Abstract
Excessive reactive oxygen species (ROS) induce apoptosis and are associated with various diseases and with aging. SIRT1 (sirtuin-1), an NAD+-dependent protein deacetylase, decreases ROS levels and participates in cell survival under oxidative stress conditions. SIRT1 modulates the transcription factors p53, a tumor suppressor and inducer of apoptosis, and the forkhead O (FOXO) family, both of which play roles for cell survival and cell death.
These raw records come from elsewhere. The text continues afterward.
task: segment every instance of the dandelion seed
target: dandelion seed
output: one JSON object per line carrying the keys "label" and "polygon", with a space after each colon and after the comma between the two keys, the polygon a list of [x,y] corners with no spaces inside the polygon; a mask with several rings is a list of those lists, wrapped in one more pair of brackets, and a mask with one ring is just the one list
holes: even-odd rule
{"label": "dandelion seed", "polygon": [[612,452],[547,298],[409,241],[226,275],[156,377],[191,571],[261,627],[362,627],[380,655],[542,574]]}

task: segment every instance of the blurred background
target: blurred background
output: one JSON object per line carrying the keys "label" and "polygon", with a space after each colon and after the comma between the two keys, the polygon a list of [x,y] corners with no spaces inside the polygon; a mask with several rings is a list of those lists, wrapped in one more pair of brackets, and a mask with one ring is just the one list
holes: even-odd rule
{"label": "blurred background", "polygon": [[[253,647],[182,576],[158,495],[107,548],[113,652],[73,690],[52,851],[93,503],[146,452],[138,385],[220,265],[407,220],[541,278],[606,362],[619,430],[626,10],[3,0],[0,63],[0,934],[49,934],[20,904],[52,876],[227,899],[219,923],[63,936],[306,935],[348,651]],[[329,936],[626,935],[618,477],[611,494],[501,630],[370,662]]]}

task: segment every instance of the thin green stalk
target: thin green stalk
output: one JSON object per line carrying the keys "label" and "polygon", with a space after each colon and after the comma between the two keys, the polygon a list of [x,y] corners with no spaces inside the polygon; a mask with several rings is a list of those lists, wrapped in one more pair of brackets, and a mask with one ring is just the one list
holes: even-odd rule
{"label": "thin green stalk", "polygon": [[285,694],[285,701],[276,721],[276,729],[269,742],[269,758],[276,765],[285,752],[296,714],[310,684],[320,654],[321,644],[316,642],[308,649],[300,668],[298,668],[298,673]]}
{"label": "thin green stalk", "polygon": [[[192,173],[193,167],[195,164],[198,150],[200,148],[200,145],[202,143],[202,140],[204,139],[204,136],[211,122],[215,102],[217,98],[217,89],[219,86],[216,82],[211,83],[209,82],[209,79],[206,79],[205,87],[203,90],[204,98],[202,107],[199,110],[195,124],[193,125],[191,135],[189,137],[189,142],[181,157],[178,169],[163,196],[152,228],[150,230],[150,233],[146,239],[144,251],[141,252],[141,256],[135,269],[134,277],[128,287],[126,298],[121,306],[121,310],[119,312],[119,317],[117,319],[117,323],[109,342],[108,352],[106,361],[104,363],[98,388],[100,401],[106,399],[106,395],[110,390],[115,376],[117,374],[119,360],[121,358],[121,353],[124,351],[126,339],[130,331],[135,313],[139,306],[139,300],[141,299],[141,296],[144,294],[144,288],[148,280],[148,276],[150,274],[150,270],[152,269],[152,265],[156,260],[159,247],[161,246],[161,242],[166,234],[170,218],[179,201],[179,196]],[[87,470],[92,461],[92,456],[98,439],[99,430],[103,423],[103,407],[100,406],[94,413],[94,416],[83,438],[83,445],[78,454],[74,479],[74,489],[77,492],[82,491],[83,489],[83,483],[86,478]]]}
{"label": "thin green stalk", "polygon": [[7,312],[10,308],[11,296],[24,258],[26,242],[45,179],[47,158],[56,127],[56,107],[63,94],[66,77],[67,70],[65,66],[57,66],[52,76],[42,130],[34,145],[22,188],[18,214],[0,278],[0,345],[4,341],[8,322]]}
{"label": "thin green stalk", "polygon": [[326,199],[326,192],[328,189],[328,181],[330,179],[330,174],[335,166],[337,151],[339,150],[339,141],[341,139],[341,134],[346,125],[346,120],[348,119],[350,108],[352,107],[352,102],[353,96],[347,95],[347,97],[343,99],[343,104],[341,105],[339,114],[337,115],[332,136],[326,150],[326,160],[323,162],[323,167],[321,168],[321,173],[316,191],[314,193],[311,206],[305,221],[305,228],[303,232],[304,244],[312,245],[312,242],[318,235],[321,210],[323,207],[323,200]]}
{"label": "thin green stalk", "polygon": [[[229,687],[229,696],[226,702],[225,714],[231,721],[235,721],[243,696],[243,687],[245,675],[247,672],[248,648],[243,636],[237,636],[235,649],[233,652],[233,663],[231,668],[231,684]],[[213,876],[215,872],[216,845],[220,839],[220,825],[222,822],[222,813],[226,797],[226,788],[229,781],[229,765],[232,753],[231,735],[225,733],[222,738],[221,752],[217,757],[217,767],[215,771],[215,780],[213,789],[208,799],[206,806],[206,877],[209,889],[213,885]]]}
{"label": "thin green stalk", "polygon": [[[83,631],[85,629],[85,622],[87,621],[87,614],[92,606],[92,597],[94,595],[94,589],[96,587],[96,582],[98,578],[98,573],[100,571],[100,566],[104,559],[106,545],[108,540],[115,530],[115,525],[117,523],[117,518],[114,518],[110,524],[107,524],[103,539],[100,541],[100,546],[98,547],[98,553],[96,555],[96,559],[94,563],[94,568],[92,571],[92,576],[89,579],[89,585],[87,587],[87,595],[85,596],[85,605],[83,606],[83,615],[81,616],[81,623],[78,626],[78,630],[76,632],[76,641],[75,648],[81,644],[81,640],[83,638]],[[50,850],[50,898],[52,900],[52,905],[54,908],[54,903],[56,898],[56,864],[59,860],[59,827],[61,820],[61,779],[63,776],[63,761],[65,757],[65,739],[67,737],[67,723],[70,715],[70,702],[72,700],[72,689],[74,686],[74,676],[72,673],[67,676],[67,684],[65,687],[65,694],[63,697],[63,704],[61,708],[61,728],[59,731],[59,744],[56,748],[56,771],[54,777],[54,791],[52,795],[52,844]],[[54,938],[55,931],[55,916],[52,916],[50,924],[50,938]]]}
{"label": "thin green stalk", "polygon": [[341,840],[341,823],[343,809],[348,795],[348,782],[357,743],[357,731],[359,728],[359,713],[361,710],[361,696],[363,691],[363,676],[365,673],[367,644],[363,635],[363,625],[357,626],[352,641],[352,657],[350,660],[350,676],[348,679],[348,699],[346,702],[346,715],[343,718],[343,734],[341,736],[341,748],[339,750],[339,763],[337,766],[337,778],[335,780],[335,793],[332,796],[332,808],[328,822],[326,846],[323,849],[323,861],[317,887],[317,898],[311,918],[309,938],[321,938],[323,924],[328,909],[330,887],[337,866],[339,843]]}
In this study, we aimed to know which is working greatly among p53 and FOXOs transcription factors in SIRT1’s cell protective functions under oxidative stress conditions. The antimycin A-induced increase in ROS levels and apoptosis was enhanced by SIRT1 inhibitors nicotinamide and splitomicin, whereas it was suppressed by a SIRT1 activator, resveratrol, and a SIRT1 cofactor, NAD+. SIRT1-siRNA abolished the effects of splitomicin and resveratrol. p53-knockdown experiment in C2C12 cells and experiment using p53-deficient HCT116 cells showed that splitomicin and resveratrol modulated apoptosis by p53-dependent and p53-independent pathways. In p53-independent cell protective pathway, we found that FOXO1, FOXO3a, and FOXO4 were involved in SOD2’s upregulation by resveratrol. The knockdown of these three FOXOs by siRNAs completely abolished the SOD2 induction, ROS reduction, and anti-apoptotic function of resveratrol. Our results indicate that FOXO1, FOXO3a and FOXO4, are indispensable for SIRT1-dependent cell survival against oxidative stress, although deacetylation of p53 has also some role for cell protective function of SIRT1.
Highlights
Reactive oxygen species (ROS) are generated as a natural byproduct of cellular metabolism
We focused on the roles of p53 and forkhead box O (FOXO) in the anti-oxidative and anti-apoptotic function of SIRT1 in C2C12 cells treated with antimycin A, which increases and releases ROS from mitochondria by inhibiting mitochondrial respiratory chain complex III
Antimycin A significantly elevated the intracellular ROS levels measured by CM-H2DCFDA staining (Figure 1A) and increased the number of apoptotic cells identified by nuclear condensation (Figure 1B) and activated caspase-3 (Figure 1C)
Summary
Reactive oxygen species (ROS) are generated as a natural byproduct of cellular metabolism. They are produced in cells by exogenous sources, such as ionizing radiation and cytotoxic drugs. Excess amounts of ROS induce cell death, which is associated with a wide range of disorders, including cardiovascular, muscular, and neurodegenerative diseases [1,2,3]. Sirtuin-1 (SIRT1) is an NAD+-dependent protein deacetylase, the activation of which significantly decreases ROS levels and promotes cell survival [4]. Irreparable DNA damage by ROS leads to the stabilization and activation of p53 [5], resulting in the expression of pro-apoptotic proteins such as BAX and PUMA, which eventually target the mitochondria and induce apoptosis [6]. The deacetylation of p53 by SIRT1 inhibits p53’s oxidative stress-induced apoptotic activity [7,8]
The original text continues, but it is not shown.